Codestin Search App

fhan688 · 2026-06-20T05:15:30Z

Purpose

Linked issue: #3278

This PR adds predicate pushdown support for the Hudi lake source on top of the existing Hudi split planner and source reader work.

The sorted reader part is intentionally not included because the current Hudi reader path does not guarantee that emitted records are ordered by primary key. Declaring SortedRecordReader
without that guarantee could break batch union read correctness. Hudi primary-key batch union read can stay unsupported for now, consistent with the current Iceberg behavior.

Brief change log

Add FlussToHudiExpressionPredicateConverter to convert Fluss predicates to Hudi ExpressionPredicates.
- Supports =, !=, <, <=, >, >=, IN, NOT IN, AND, and OR.
- Keeps unsupported predicates as remaining filters.
- Handles Hudi metadata-column offset when mapping Fluss field indexes to Hudi schema fields.
- Uses the actual Avro field position when creating Flink FieldReferenceExpression.
- Builds binary AND/OR trees to match Hudi's predicate evaluation behavior.
Wire predicate pushdown into HudiLakeSource.
- Converts accepted filters in withFilters.
- Stores converted Hudi predicates and passes them to HudiRecordReader.
- Avoids loading Hudi schema for empty filter lists.
Add unit tests for:
- Hudi predicate conversion.
- Hudi source empty-filter behavior.

Tests

mvn -pl fluss-lake/fluss-lake-hudi -Dcheckstyle.skip=true spotless:apply
mvn -pl fluss-lake/fluss-lake-hudi -am clean test -DskipITs -Dcheckstyle.skip=true -DfailIfNoTests=false
git diff --check

API and Format

No public API or storage format change.

Documentation

No documentation change.
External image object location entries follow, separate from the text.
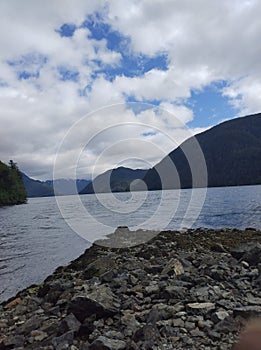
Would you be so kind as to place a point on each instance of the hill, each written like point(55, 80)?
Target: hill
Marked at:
point(36, 188)
point(12, 190)
point(114, 180)
point(67, 186)
point(232, 152)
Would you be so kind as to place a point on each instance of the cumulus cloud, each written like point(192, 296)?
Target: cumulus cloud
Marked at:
point(48, 81)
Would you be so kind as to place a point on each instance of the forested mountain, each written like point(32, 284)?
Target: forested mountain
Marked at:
point(68, 186)
point(12, 190)
point(36, 188)
point(232, 152)
point(114, 180)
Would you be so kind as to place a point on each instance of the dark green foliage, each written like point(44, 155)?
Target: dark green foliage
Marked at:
point(232, 151)
point(36, 188)
point(115, 180)
point(12, 190)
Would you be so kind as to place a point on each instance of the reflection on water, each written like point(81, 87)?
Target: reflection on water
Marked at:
point(35, 238)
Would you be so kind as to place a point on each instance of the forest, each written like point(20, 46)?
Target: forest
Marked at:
point(12, 190)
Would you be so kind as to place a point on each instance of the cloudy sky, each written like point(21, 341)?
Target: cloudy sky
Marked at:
point(98, 84)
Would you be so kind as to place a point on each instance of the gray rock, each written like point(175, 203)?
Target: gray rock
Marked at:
point(63, 342)
point(70, 323)
point(106, 343)
point(247, 311)
point(173, 266)
point(102, 302)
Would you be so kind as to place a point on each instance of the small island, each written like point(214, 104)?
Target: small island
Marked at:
point(179, 290)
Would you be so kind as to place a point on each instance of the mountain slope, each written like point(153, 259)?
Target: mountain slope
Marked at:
point(36, 188)
point(114, 180)
point(232, 151)
point(67, 186)
point(12, 190)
This is an internal Hudi lake source implementation improvement.

Copilot

Pull request overview

This PR completes the Hudi lake source read path in fluss-lake-hudi by adding predicate pushdown (converting Fluss predicates to Hudi ExpressionPredicates) and introducing a SortedRecordReader implementation for union read over primary-key (MOR) Hudi tables.

Changes:

Added FlussToHudiExpressionPredicateConverter and wired filter pushdown into HudiLakeSource.
Added HudiSortedRecordReader to expose primary-key ordering for union read on MOR tables.
Added/updated unit tests for predicate conversion, comparator behavior, and empty-filter behavior.

Reviewed changes

Copilot reviewed 6 out of 6 changed files in this pull request and generated 3 comments.

Show a summary per file

File	Description
fluss-lake/fluss-lake-hudi/src/main/java/org/apache/fluss/lake/hudi/source/HudiLakeSource.java	Stores converted Hudi predicates from `withFilters`, passes them to readers, and uses `HudiSortedRecordReader` for MOR tables.
fluss-lake/fluss-lake-hudi/src/main/java/org/apache/fluss/lake/hudi/source/HudiSortedRecordReader.java	New `SortedRecordReader` wrapper that exposes a primary-key comparator and delegates to `HudiRecordReader`.
fluss-lake/fluss-lake-hudi/src/main/java/org/apache/fluss/lake/hudi/utils/FlussToHudiExpressionPredicateConverter.java	New converter from Fluss `Predicate` to Hudi `ExpressionPredicates` with metadata-field offset handling.
fluss-lake/fluss-lake-hudi/src/test/java/org/apache/fluss/lake/hudi/source/HudiLakeSourceTest.java	Updates filter-pushdown test for empty-filter behavior.
fluss-lake/fluss-lake-hudi/src/test/java/org/apache/fluss/lake/hudi/source/HudiSortedRecordReaderTest.java	Adds tests for primary-key comparator ordering and error cases.
fluss-lake/fluss-lake-hudi/src/test/java/org/apache/fluss/lake/hudi/utils/FlussToHudiExpressionPredicateConverterTest.java	Adds tests for supported/unsupported predicate conversion and compound predicate references.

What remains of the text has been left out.